Party Congress To Tighten Grip In North Korea
North Korea 's ninth Party Congress started on February 20, 2026, amid escalating repression of young people, strict control of information, and widespread forced labor, Human Rights Watch said today.
The Congress of the Workers' Party of Korea is the country's most important political meeting. Party Congresses have historically occurred irregularly: the last three were in 1980, 2016, and 2021. Past Party Congresses have set ideological direction, reset policy, and consolidated political power. North Korea has no competitive political parties, and the Workers' Party of Korea controls all state institutions.
"North Korea's leadership claims the Party Congress will shape the country's future, but this is most likely a message of fear, coercion, and deprivation," said Lina Yoon, senior Korea researcher at Human Rights Watch. "The government should address economic hardship, lack of opportunity, and barriers to health care, instead of silencing youth and extracting labor through coercion."
Since the last Party Congress, in 2021, the government has increased repression, with ideological and information controls focusing on young people. The authorities have also tightened market restrictions that deepened economic inequality between rural and Pyongyang residents, continued the widespread use of unpaid forced labor, and deployed about 11,000 soldiers to Russia for combat under abusive conditions.
Official statements support the tighter control over youth. In January, North Korean leader Kim Jong Un praised young people who subordinated their "precious dreams" to state demands, including their involuntary deployment to "difficult and labor-consuming" overseas worksites and military operations, a reference to the war in Ukraine. He framed obedience and sacrifice as core civic virtues, while condemning the "moral depravity" of young people abroad.
Since 2021, the government has aggressively enforced legislation that criminalizes access to foreign information and cultural expression, including the Reactionary Ideology and Culture Rejection Law, the Youth Education Guarantee Law, and the Pyongyang Cultural Language Protection Law. These laws ban watching or sharing foreign media, using South Korean expressions or accents, and "non-socialist" styles of singing, dressing, or getting married, with punishments ranging from forced labor to long prison sentences or including execution.

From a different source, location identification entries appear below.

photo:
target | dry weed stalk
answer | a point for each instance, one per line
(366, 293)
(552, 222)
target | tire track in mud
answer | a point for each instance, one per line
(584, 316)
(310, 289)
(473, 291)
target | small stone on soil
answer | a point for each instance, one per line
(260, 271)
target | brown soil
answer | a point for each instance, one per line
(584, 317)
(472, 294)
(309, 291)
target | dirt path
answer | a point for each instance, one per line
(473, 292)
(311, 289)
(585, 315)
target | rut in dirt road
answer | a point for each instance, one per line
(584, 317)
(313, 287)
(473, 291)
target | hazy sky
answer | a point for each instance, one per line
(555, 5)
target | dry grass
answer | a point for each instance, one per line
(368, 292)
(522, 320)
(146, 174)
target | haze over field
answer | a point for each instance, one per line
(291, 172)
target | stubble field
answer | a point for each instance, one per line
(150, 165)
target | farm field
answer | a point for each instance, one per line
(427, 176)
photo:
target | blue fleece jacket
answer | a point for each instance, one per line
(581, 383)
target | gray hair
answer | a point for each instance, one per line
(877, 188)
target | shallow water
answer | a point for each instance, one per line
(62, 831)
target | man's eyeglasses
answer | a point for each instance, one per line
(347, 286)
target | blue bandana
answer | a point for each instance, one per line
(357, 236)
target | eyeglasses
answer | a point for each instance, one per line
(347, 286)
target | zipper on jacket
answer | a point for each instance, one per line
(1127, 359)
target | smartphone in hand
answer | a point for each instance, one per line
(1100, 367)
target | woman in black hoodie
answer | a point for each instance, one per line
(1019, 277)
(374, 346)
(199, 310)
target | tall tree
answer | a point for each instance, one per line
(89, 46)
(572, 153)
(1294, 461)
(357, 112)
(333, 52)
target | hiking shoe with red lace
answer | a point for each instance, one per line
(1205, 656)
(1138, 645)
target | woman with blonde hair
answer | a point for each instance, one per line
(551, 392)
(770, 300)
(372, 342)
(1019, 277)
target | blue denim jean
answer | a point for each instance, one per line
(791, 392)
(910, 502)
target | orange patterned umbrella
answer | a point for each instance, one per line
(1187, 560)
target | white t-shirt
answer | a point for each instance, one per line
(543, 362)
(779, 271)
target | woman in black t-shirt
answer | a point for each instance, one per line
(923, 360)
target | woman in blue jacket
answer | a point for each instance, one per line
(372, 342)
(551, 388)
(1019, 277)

People who have fled the country have reported a sharp escalation in punishments for information-related offenses, particularly affecting young people. Kim Il-hyuk, a rice trader from South Hwanghae province who left North Korea in 2023, told Human Rights Watch that "[relatively] tech-savvy young people were especially targeted for surveillance" in his hometown. He described witnessing the public execution of a 22-year-old man in 2022 for listening to South Korean songs and sharing foreign media.